O homem alvejado olhou para cima, segundos antes da jovem ameaçá-lo com o contato iminente. Embora a movimentação ofensiva apresentasse nítido perigo, nada parecia abalar a segurança daquele que jamais tinha conhecido o gosto da derrota. Sua voz grossa acentuou a convicção nas afirmações prestes a serem ditas.
— Sem os portais do pirralho, você nunca vai me acertar. Basta um desvio e seu ataque falhará.
— É mesmo? Então acho melhor se esquivar bem. Tomara que seja mais habilidoso do que o último idiota que eu chutei!
Gritos entusiasmados confiaram nos reflexos do competidor favorito, uma vez que a vogal no traje personalizado fez a torcida acreditar cegamente na vitória do mais forte. Acompanhando a empolgação alheia, luzes verdes acenderam os ânimos da disputa, na criação de um cenário onde o próximo deslize significaria o fim do torneio.
Em uma reação invejável, Kazo desviou do golpe de Proxie. Sem a possibilidade de se reposicionar, a jovem foi ao chão, quando a colisão com a superfície resultou em um impacto estrondoso. Fragmentos rochosos se espalharam pelo ar, no ambiente onde a poeira dificultava a compreensão da conclusão inusitada.

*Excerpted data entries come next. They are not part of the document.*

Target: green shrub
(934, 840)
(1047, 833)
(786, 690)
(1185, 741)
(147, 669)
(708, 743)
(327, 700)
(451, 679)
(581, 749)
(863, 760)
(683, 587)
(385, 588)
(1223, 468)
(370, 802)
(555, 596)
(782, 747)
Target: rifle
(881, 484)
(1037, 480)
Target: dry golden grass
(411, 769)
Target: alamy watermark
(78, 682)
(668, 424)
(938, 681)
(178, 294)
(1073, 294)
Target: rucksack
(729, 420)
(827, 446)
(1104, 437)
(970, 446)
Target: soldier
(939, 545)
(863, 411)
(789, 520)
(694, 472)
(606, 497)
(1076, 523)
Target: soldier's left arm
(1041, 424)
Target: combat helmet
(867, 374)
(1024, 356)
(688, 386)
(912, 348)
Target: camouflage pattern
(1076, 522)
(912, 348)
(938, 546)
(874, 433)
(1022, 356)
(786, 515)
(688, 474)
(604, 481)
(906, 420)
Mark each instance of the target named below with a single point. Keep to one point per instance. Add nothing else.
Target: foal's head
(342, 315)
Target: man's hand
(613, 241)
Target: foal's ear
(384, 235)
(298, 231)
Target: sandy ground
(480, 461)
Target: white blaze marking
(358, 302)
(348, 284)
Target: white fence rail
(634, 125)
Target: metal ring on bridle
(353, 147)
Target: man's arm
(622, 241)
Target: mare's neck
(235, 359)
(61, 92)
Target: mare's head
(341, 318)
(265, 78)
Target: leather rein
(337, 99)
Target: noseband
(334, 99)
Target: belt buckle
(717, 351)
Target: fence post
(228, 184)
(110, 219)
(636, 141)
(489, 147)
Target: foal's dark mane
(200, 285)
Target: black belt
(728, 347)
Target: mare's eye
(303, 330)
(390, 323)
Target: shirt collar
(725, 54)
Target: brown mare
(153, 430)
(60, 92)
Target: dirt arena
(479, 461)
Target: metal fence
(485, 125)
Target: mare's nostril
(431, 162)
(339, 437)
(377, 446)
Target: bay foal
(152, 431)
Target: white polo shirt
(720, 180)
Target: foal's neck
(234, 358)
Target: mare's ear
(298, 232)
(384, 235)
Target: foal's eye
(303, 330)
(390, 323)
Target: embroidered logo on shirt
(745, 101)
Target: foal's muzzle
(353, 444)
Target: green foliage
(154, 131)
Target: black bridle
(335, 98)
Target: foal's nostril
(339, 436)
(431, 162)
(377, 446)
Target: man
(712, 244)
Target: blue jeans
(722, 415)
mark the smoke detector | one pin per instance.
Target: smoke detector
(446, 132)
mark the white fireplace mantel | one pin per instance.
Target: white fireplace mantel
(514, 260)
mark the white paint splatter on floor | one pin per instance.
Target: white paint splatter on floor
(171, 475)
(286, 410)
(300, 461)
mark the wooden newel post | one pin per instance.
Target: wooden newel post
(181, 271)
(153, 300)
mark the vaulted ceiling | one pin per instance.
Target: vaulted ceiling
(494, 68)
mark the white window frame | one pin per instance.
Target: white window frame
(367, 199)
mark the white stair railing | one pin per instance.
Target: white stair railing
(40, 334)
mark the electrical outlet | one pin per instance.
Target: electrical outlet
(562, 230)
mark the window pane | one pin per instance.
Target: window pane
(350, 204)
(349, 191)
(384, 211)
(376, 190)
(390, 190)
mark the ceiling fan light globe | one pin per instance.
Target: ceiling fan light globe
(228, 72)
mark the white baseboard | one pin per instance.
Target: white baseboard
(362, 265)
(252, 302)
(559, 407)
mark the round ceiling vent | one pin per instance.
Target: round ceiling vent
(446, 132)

Ninguém sabia ao certo o desfecho do ocorrido.
— Esse resultado era inevitável, escória.
— É realmente uma pena. Vai demorar mais um pouco para eu amassar esse seu rosto patético!
Contrariando as expectativas de todos que acompanhavam o duelo, a poeira se dissipou após alguns segundos, à medida que permitiam a visualização das duas figuras remanescentes, ambas ainda de pé. A perna metálica se fincou no piso de mármore, como uma âncora que mantinha o equilíbrio da garota. Frente a frente, os dois combatentes se entreolharam de uma distância propensa para ataques corpo a corpo.
— Impossível… Por que você apenas não cai logo, pirralha!?
— Com as nossas posições estando tão próximas, você não pode usar a sua relíquia.
A ausência de tremores garantiu um confronto livre de poderes sobrenaturais. O final do evento seria decidido somente entre os esforços de corpos exaustos. Gotas de suor deslizaram sobre a pele do Escultor de Ranque A, no instante em que calafrios o fizeram sentir o temor da situação atípica.
— Toda essa estupidez estava nos seus planos?
— Eu percebi algo mais cedo…
— É um blefe! Uma fracassada jamais encontraria uma forma de me derrotar!
— Você nunca passou por esse tipo de situação, não é? Eu nunca tive uma dessas coisas! Foi assim que eu sempre lutei!
— Que idiotice! Com ou sem relíquias, você jamais vai me alcan—
Uma cabeçada interrompeu a fala afobada. Após o contato avassalador com a testa de sua oponente, Kazo despencou sobre o palco iluminado. O brilho verde das lâmpadas na arena evidenciou a queda derradeira. De cabeça erguida, Proxie encarou o sujeito inconsciente, com uma visão que se impunha de cima para baixo.
— Ele… Ele caiu! A garota venceu o último embate da noite!!! — declarou o apresentador do grande evento.